We saw that all relevant policies and procedures were in place and that they were regularly reviewed and updated. We saw that all records were appropriately and safely stored.

13 August 2012

During a routine inspection

People we spoke with told us that overall they were happy with the support provided. One person said, 'I'm happy with the arrangements'. Another person said they had, 'No problems, everything is fine'. Other comments about the support people received were, 'consistent' and staff 'understood what was needed'.

The relative for one person said that the manager kept in contact or they could contact her if they needed to discuss anything. They also told us that staffing arrangements were generally consistent and staff knew how to care for their relative.

People we spoke with confirmed that staff completed records to show that they had visited and what support or tasks had been completed.

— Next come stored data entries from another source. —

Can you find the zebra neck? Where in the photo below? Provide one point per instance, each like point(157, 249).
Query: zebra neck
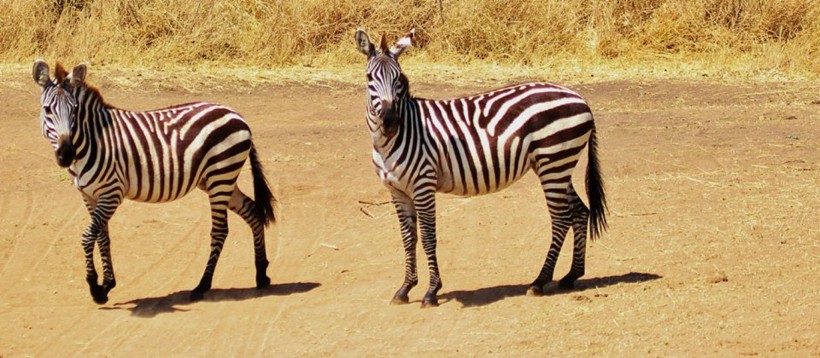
point(384, 137)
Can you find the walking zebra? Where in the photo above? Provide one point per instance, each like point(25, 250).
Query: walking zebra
point(154, 156)
point(478, 145)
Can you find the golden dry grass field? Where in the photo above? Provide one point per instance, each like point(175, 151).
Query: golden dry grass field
point(708, 139)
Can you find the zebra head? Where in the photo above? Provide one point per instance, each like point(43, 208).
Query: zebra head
point(387, 86)
point(58, 111)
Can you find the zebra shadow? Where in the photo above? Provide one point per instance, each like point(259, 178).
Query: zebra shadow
point(152, 306)
point(488, 295)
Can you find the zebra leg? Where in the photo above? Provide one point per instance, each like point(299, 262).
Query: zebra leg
point(101, 212)
point(561, 220)
point(580, 217)
point(425, 202)
point(219, 231)
point(245, 207)
point(406, 211)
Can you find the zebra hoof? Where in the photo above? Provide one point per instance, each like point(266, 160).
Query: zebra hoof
point(400, 300)
point(535, 291)
point(99, 294)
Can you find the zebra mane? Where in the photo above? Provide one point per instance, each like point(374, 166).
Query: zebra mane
point(60, 73)
point(92, 91)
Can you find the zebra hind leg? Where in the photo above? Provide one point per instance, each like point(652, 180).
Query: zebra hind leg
point(219, 231)
point(245, 207)
point(580, 217)
point(561, 221)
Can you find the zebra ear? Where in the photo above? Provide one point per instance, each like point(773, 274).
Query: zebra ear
point(40, 73)
point(364, 45)
point(403, 43)
point(78, 76)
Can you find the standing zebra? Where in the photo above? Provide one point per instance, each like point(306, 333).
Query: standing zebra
point(154, 156)
point(478, 145)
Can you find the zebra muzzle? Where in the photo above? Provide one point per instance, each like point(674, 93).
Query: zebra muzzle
point(65, 152)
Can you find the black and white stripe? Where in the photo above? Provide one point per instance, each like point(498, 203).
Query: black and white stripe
point(477, 145)
point(153, 156)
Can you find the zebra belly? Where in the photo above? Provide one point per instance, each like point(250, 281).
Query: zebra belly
point(466, 184)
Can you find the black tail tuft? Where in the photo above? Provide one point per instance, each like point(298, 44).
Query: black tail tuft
point(261, 191)
point(595, 191)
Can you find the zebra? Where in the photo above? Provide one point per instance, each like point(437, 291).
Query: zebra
point(155, 156)
point(478, 145)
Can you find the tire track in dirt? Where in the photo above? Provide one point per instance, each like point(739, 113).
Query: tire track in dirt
point(167, 285)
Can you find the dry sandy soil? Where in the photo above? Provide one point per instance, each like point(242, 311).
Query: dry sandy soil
point(713, 247)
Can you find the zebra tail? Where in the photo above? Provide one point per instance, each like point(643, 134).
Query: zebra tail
point(595, 191)
point(261, 191)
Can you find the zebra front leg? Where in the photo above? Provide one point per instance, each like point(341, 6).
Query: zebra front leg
point(425, 201)
point(245, 207)
point(406, 211)
point(219, 231)
point(560, 225)
point(580, 217)
point(97, 231)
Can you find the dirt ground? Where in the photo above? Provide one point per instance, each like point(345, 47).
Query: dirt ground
point(713, 247)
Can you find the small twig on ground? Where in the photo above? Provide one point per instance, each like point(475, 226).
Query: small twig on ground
point(373, 204)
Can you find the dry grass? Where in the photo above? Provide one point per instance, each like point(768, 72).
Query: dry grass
point(478, 38)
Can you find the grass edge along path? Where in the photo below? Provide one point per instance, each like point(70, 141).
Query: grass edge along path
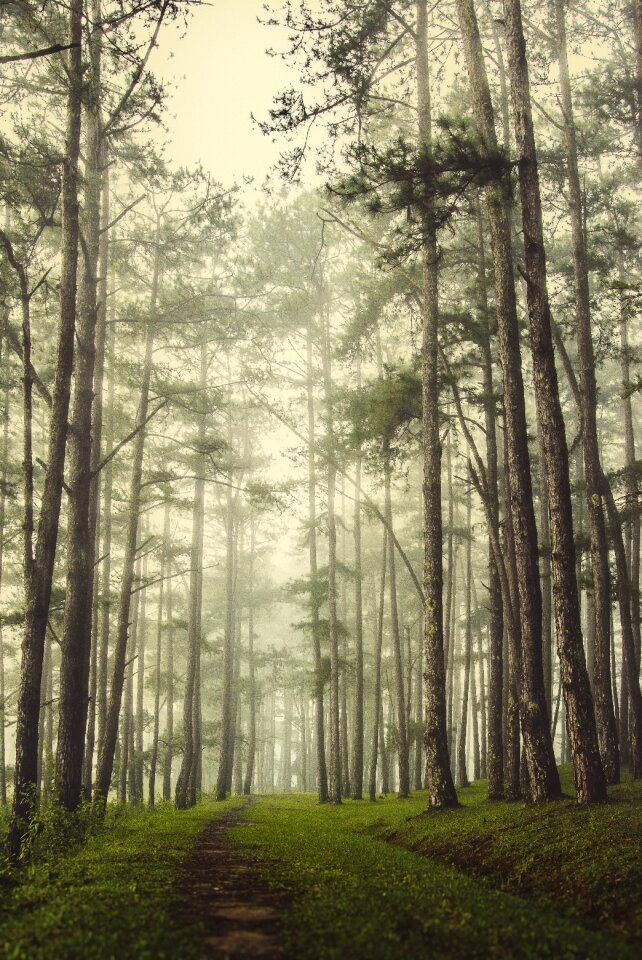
point(113, 897)
point(352, 894)
point(586, 862)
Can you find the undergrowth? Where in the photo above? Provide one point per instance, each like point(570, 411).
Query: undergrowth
point(111, 897)
point(354, 893)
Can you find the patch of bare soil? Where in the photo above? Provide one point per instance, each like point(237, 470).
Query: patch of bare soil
point(224, 892)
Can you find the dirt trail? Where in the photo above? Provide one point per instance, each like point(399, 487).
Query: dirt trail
point(223, 891)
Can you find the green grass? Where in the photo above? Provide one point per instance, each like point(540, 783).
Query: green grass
point(355, 895)
point(363, 881)
point(110, 898)
point(587, 862)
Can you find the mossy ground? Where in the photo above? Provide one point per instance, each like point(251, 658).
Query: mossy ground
point(356, 894)
point(362, 881)
point(112, 898)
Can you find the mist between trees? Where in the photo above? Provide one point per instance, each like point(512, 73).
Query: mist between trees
point(322, 489)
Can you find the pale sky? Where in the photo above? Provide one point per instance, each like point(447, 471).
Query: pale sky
point(221, 74)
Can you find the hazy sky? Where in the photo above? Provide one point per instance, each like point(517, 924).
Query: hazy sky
point(221, 74)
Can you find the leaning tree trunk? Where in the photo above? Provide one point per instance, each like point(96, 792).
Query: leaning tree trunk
point(39, 567)
point(441, 789)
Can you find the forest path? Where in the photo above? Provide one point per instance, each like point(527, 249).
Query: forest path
point(223, 892)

None of the people we spoke with expressed any concerns about the agency. The people we spoke with felt able to raise any issues with the staff or manager should they need to.

Following our visit we also spoke with a social care professional who said the manager was 'forthcoming with information and keeps in contact' and that they were 'happy with the service provided'.

15 December 2011

During a routine inspection

One person using the service told us that the care workers were: 'all very nice, respectful and polite,' and that they felt they were treated with dignity and respect.

We were told by a person using the agency:"I feel safe in their care and involved. The management are approachable and I feel that if I needed to I could complain, but I don't need to."